Schiro’s collection is not limited to what is hung on the walls. In fact, in his view, maps aren’t meant to be hung on walls. “They are meant to be used and read, and in fact a lot of them are found in books”, he explains. “People just cut the map out and ruin the book”, Schiro laments before noting that as a society they then try their best with putting maps back to the book it belongs in.
Owing to this regrettable notion though, finding maps inside their original books is most times rarer than finding maps as stand-alones.
Schiro proceeds to raid one of his book cabinets, and emerges with a small book which is more akin to a notebook than anything else in size. “Another one like this was found in Athens, but not in great condition – this one is pristine”, Schiro explains as he opens the small book.
The book – which is only a few pages long – contains one of the very first accounts of the Great Siege of Malta. It’s date of writing is marked as being 13 September 1565 – only five days after the Ottomans had retreated from Malta after their defeat. The notebook contains a map which shows the key points of the Siege. It is, however, woefully inaccurate; Schiro directs his finger towards a point which isn’t hard to miss: Fort St. Elmo is drawn to be in Marsa as opposed to at the tip of Mount Sciberras.
The book was issued in various languages such as French, Dutch, and German, but many copies of it come without the map because, owing to its inaccuracy, it was simply removed and replaced by a list of the Knights of St. John who had been killed in the three-month siege. It remains, however, the very first account of the Great Siege.
Another map of note, Schiro explains, is a Russian map – which is in fact the only map of Malta in Russian made – of which there are only four known copies. The map forms part of a book which is an account of Malta under the rule of the Knights of St. John by GrigoryKrayevsky, who was the translator for Count Paul MartinovitchSkavronsky in 1785, which was published in 1800 – two years after the Order had been told to take their leave from Malta by the French, and a year after Russian Emperor Paul I became the Grandmaster of the Order.
One copy is found in St. Petersburg, one, minus the map, in Moscow, one in the National Library in Valletta, and the other in Schiro’s collection.
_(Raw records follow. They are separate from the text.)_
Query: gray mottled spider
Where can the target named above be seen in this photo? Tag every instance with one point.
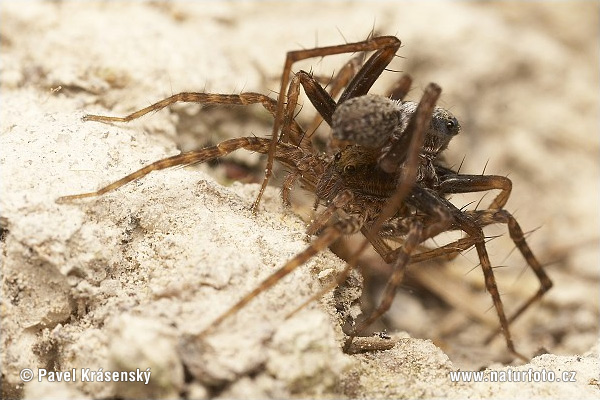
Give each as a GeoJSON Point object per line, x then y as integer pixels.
{"type": "Point", "coordinates": [381, 176]}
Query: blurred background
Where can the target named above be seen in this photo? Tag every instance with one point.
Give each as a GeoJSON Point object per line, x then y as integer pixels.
{"type": "Point", "coordinates": [522, 78]}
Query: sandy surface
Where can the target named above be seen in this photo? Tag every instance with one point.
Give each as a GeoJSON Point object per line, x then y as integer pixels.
{"type": "Point", "coordinates": [124, 281]}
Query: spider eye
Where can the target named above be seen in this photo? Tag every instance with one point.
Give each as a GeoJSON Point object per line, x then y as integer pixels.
{"type": "Point", "coordinates": [452, 125]}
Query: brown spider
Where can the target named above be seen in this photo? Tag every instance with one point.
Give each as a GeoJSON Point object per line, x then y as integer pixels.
{"type": "Point", "coordinates": [385, 180]}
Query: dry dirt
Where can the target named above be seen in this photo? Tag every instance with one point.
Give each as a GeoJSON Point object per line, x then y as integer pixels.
{"type": "Point", "coordinates": [124, 281]}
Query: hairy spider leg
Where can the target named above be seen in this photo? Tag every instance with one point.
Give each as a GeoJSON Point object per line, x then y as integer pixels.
{"type": "Point", "coordinates": [462, 183]}
{"type": "Point", "coordinates": [383, 45]}
{"type": "Point", "coordinates": [241, 99]}
{"type": "Point", "coordinates": [286, 153]}
{"type": "Point", "coordinates": [487, 217]}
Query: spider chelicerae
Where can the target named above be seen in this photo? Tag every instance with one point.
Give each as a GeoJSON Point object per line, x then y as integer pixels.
{"type": "Point", "coordinates": [381, 174]}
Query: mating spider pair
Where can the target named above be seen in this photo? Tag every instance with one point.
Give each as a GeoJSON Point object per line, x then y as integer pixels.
{"type": "Point", "coordinates": [381, 175]}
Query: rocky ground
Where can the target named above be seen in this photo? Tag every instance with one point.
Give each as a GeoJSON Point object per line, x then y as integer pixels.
{"type": "Point", "coordinates": [126, 280]}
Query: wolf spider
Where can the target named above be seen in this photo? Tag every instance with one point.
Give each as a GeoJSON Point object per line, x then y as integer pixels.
{"type": "Point", "coordinates": [382, 175]}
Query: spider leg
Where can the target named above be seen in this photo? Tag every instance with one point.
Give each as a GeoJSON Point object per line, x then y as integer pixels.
{"type": "Point", "coordinates": [470, 226]}
{"type": "Point", "coordinates": [486, 217]}
{"type": "Point", "coordinates": [381, 44]}
{"type": "Point", "coordinates": [413, 238]}
{"type": "Point", "coordinates": [400, 88]}
{"type": "Point", "coordinates": [241, 99]}
{"type": "Point", "coordinates": [330, 234]}
{"type": "Point", "coordinates": [286, 153]}
{"type": "Point", "coordinates": [336, 85]}
{"type": "Point", "coordinates": [459, 183]}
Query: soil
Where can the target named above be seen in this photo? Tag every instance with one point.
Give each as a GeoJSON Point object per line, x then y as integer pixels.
{"type": "Point", "coordinates": [125, 281]}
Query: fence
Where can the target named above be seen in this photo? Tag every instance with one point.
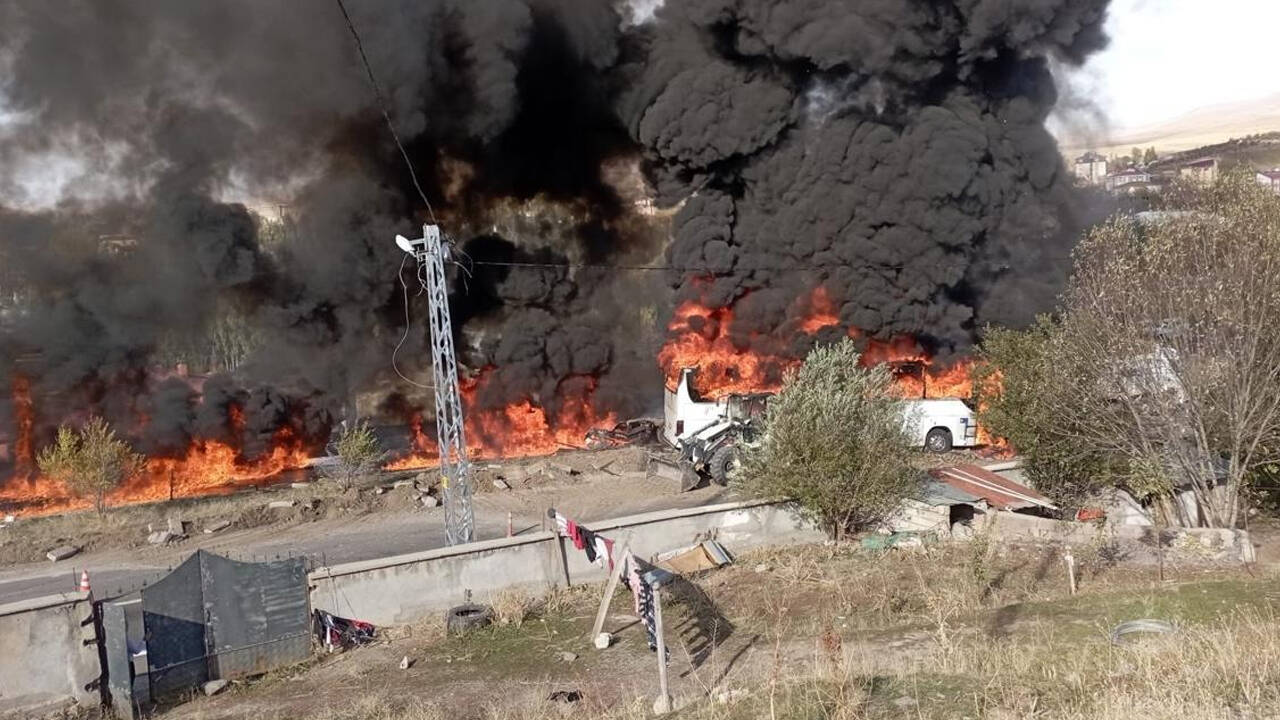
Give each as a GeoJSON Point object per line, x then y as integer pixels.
{"type": "Point", "coordinates": [405, 588]}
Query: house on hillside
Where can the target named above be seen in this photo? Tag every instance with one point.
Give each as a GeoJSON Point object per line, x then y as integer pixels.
{"type": "Point", "coordinates": [1200, 171]}
{"type": "Point", "coordinates": [1269, 180]}
{"type": "Point", "coordinates": [1130, 181]}
{"type": "Point", "coordinates": [1091, 168]}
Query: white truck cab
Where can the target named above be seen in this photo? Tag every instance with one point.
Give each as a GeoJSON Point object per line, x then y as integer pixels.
{"type": "Point", "coordinates": [935, 424]}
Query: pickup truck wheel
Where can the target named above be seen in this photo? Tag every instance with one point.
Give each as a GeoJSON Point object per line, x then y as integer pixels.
{"type": "Point", "coordinates": [938, 440]}
{"type": "Point", "coordinates": [722, 464]}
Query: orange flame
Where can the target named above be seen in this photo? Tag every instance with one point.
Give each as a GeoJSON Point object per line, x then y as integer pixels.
{"type": "Point", "coordinates": [519, 429]}
{"type": "Point", "coordinates": [205, 468]}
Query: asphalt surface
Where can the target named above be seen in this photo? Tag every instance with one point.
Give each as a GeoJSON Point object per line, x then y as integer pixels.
{"type": "Point", "coordinates": [332, 542]}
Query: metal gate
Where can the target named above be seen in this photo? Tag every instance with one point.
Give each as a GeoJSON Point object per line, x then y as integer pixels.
{"type": "Point", "coordinates": [213, 618]}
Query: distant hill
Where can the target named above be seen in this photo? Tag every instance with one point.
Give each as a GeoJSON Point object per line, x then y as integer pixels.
{"type": "Point", "coordinates": [1202, 128]}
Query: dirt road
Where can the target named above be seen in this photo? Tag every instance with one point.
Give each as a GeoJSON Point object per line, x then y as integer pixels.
{"type": "Point", "coordinates": [346, 540]}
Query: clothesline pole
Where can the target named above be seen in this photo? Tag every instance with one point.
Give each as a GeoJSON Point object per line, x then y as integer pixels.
{"type": "Point", "coordinates": [662, 705]}
{"type": "Point", "coordinates": [618, 565]}
{"type": "Point", "coordinates": [560, 546]}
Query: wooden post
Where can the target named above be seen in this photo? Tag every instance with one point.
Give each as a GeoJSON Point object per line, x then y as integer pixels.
{"type": "Point", "coordinates": [618, 565]}
{"type": "Point", "coordinates": [662, 705]}
{"type": "Point", "coordinates": [1070, 568]}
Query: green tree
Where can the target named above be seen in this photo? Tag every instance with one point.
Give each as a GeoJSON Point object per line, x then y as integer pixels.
{"type": "Point", "coordinates": [835, 442]}
{"type": "Point", "coordinates": [357, 455]}
{"type": "Point", "coordinates": [90, 461]}
{"type": "Point", "coordinates": [1162, 372]}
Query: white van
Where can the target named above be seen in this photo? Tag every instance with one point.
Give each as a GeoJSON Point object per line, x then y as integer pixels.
{"type": "Point", "coordinates": [940, 424]}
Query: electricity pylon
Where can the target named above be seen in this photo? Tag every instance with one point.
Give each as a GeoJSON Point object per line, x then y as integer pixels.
{"type": "Point", "coordinates": [455, 468]}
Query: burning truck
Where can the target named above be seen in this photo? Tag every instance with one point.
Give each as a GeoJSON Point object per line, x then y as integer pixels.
{"type": "Point", "coordinates": [708, 434]}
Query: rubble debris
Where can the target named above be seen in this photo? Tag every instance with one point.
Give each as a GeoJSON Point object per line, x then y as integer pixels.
{"type": "Point", "coordinates": [214, 687]}
{"type": "Point", "coordinates": [464, 618]}
{"type": "Point", "coordinates": [62, 552]}
{"type": "Point", "coordinates": [702, 556]}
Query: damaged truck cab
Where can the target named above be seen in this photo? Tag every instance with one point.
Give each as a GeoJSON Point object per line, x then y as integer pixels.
{"type": "Point", "coordinates": [709, 434]}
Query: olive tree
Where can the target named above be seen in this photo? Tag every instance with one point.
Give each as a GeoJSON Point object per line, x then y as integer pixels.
{"type": "Point", "coordinates": [91, 461]}
{"type": "Point", "coordinates": [357, 455]}
{"type": "Point", "coordinates": [1165, 358]}
{"type": "Point", "coordinates": [835, 442]}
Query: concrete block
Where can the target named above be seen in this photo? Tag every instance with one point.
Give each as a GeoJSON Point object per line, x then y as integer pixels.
{"type": "Point", "coordinates": [62, 552]}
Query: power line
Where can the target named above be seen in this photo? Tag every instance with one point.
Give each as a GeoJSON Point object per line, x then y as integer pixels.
{"type": "Point", "coordinates": [690, 269]}
{"type": "Point", "coordinates": [382, 105]}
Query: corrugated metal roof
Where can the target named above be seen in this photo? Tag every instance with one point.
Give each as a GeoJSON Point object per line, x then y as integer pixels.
{"type": "Point", "coordinates": [997, 491]}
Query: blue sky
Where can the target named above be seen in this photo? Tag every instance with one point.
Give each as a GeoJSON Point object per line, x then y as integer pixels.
{"type": "Point", "coordinates": [1170, 57]}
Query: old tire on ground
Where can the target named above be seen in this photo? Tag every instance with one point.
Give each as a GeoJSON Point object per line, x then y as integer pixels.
{"type": "Point", "coordinates": [464, 618]}
{"type": "Point", "coordinates": [938, 440]}
{"type": "Point", "coordinates": [722, 464]}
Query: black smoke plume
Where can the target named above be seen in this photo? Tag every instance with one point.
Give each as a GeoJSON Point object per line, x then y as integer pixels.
{"type": "Point", "coordinates": [891, 151]}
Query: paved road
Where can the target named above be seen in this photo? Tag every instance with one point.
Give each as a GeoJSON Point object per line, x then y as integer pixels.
{"type": "Point", "coordinates": [348, 540]}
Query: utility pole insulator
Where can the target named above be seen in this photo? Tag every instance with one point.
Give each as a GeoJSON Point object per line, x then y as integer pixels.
{"type": "Point", "coordinates": [451, 436]}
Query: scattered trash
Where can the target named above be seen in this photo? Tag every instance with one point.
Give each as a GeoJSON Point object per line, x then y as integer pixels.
{"type": "Point", "coordinates": [728, 697]}
{"type": "Point", "coordinates": [702, 556]}
{"type": "Point", "coordinates": [1144, 625]}
{"type": "Point", "coordinates": [214, 687]}
{"type": "Point", "coordinates": [62, 552]}
{"type": "Point", "coordinates": [464, 618]}
{"type": "Point", "coordinates": [891, 541]}
{"type": "Point", "coordinates": [341, 633]}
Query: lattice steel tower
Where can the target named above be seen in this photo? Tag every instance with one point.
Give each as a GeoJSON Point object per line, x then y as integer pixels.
{"type": "Point", "coordinates": [455, 469]}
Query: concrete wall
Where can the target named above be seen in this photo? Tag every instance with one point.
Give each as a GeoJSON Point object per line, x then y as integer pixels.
{"type": "Point", "coordinates": [44, 659]}
{"type": "Point", "coordinates": [405, 588]}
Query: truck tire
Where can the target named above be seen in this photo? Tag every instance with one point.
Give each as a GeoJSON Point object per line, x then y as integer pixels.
{"type": "Point", "coordinates": [464, 618]}
{"type": "Point", "coordinates": [938, 440]}
{"type": "Point", "coordinates": [722, 464]}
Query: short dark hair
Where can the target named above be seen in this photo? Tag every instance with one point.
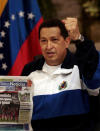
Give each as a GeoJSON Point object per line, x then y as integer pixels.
{"type": "Point", "coordinates": [54, 23]}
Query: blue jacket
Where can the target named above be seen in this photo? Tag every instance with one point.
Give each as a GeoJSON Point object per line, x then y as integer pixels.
{"type": "Point", "coordinates": [69, 108]}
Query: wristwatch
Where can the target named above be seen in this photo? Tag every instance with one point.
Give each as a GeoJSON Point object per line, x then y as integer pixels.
{"type": "Point", "coordinates": [80, 39]}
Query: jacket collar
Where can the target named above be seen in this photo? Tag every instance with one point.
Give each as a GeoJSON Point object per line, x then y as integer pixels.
{"type": "Point", "coordinates": [68, 62]}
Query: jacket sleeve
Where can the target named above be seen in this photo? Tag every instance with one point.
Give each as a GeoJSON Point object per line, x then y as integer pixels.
{"type": "Point", "coordinates": [89, 63]}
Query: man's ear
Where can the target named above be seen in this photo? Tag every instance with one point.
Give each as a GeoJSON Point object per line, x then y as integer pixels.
{"type": "Point", "coordinates": [67, 41]}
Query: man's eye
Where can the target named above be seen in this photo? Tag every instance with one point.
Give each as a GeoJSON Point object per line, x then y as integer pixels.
{"type": "Point", "coordinates": [54, 40]}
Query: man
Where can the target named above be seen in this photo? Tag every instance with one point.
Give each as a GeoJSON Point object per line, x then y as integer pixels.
{"type": "Point", "coordinates": [61, 80]}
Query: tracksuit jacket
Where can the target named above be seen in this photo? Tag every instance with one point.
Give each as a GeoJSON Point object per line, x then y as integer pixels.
{"type": "Point", "coordinates": [61, 101]}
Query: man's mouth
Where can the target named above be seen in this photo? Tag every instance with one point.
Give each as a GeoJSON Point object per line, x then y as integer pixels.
{"type": "Point", "coordinates": [50, 54]}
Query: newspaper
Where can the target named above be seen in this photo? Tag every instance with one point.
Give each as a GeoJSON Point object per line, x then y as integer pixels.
{"type": "Point", "coordinates": [15, 100]}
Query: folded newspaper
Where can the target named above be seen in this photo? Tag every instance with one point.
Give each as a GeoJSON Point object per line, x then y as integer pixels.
{"type": "Point", "coordinates": [15, 100]}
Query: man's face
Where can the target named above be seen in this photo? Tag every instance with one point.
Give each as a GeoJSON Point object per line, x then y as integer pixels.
{"type": "Point", "coordinates": [53, 45]}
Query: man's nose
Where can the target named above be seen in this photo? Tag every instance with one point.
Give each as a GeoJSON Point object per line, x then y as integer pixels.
{"type": "Point", "coordinates": [49, 44]}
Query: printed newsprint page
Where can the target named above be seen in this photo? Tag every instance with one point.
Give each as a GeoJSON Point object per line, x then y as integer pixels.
{"type": "Point", "coordinates": [15, 103]}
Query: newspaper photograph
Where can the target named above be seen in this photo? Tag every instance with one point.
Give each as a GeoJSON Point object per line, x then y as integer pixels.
{"type": "Point", "coordinates": [15, 100]}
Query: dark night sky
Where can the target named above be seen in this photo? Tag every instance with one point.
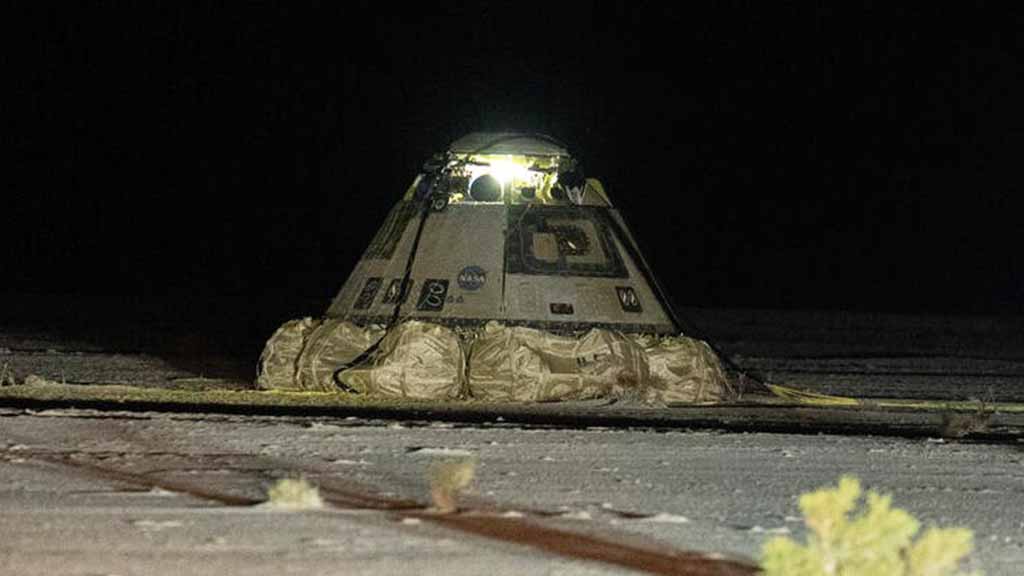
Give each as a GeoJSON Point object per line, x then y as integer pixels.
{"type": "Point", "coordinates": [860, 160]}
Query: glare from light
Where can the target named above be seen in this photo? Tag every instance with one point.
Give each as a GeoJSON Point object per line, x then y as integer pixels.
{"type": "Point", "coordinates": [505, 170]}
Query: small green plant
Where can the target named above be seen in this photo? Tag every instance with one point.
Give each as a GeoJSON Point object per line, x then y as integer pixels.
{"type": "Point", "coordinates": [294, 494]}
{"type": "Point", "coordinates": [878, 541]}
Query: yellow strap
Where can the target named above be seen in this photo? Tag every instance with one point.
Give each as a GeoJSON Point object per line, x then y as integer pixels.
{"type": "Point", "coordinates": [810, 398]}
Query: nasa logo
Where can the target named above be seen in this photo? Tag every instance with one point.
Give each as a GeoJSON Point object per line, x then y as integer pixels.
{"type": "Point", "coordinates": [472, 278]}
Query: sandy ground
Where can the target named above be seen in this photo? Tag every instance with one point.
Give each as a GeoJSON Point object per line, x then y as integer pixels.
{"type": "Point", "coordinates": [91, 493]}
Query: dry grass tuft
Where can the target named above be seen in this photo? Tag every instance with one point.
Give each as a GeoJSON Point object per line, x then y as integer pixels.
{"type": "Point", "coordinates": [448, 479]}
{"type": "Point", "coordinates": [294, 494]}
{"type": "Point", "coordinates": [958, 424]}
{"type": "Point", "coordinates": [6, 375]}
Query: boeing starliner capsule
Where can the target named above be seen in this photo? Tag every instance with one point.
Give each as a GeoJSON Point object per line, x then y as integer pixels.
{"type": "Point", "coordinates": [504, 227]}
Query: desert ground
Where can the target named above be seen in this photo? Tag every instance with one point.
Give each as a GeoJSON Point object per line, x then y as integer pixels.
{"type": "Point", "coordinates": [90, 489]}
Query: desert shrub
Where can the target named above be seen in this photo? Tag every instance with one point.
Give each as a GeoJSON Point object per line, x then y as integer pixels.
{"type": "Point", "coordinates": [876, 541]}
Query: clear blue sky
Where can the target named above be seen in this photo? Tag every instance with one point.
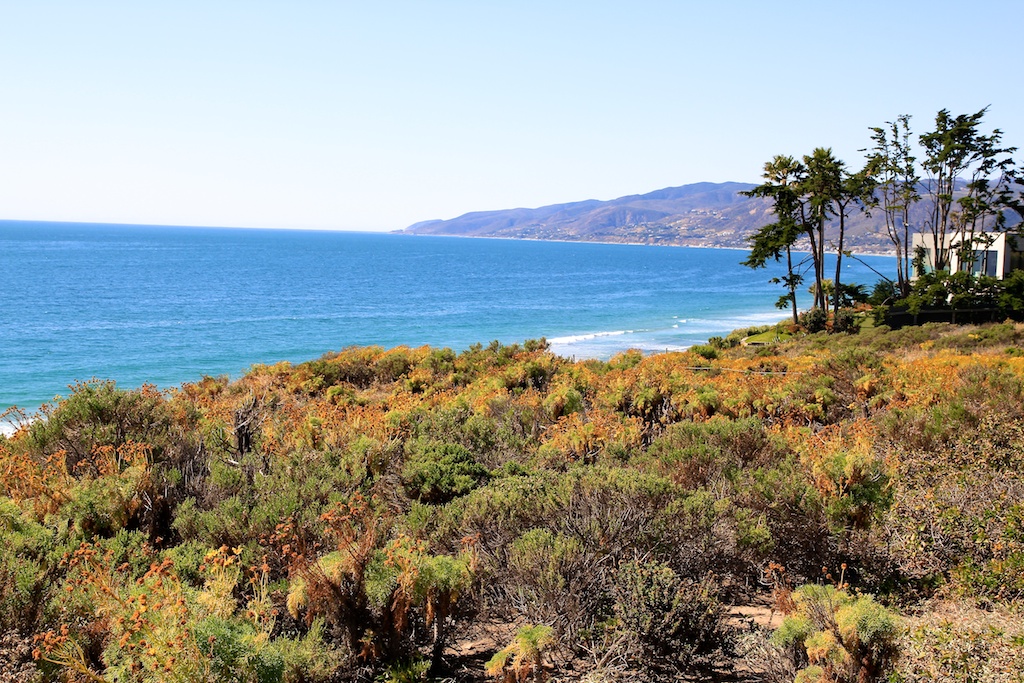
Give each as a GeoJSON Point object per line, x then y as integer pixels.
{"type": "Point", "coordinates": [376, 115]}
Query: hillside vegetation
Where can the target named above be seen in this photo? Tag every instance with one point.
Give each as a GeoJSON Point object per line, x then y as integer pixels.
{"type": "Point", "coordinates": [835, 508]}
{"type": "Point", "coordinates": [701, 214]}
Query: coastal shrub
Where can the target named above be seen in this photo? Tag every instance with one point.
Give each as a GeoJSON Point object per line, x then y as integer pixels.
{"type": "Point", "coordinates": [835, 636]}
{"type": "Point", "coordinates": [522, 658]}
{"type": "Point", "coordinates": [844, 321]}
{"type": "Point", "coordinates": [678, 625]}
{"type": "Point", "coordinates": [813, 321]}
{"type": "Point", "coordinates": [707, 351]}
{"type": "Point", "coordinates": [438, 472]}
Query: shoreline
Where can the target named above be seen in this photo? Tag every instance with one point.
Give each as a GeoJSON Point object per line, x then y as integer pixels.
{"type": "Point", "coordinates": [403, 232]}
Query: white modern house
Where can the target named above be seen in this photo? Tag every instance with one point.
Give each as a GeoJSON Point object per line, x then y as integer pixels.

The map in Schiro’s collection is the only one drawn out on thick green paper, and the book was a copy made especially for the owner who himself was the first person to give rights to authors on sales.
The book was translated and published in 2017 under the title ‘The Islands of Malta and the Order of St John: GrigoryKrayevsky’, coinciding with the 50th anniversary of the Russian Embassy opening its doors in Malta.
Schiro’s collection is much more extensive, containing miniature maps, leaflets, panorama maps, and even much more recent guidebooks which depict Malta amongst others.
He is but one of many avid collectors who are fascinated by the beauty of maps which, besides having practical uses, are works of arts in and of themselves. The Malta Map Society brings together these collectors, with representatives in countries such as Belgium, France, Germany, Italy, and the United States.
The society continues to host talks each year, delving into different cartographical views of Malta from different eras. Their sixth publication, currently in the works, will see a focus on French maps of Malta and will no doubt continue to shed new light on the annals Maltese history.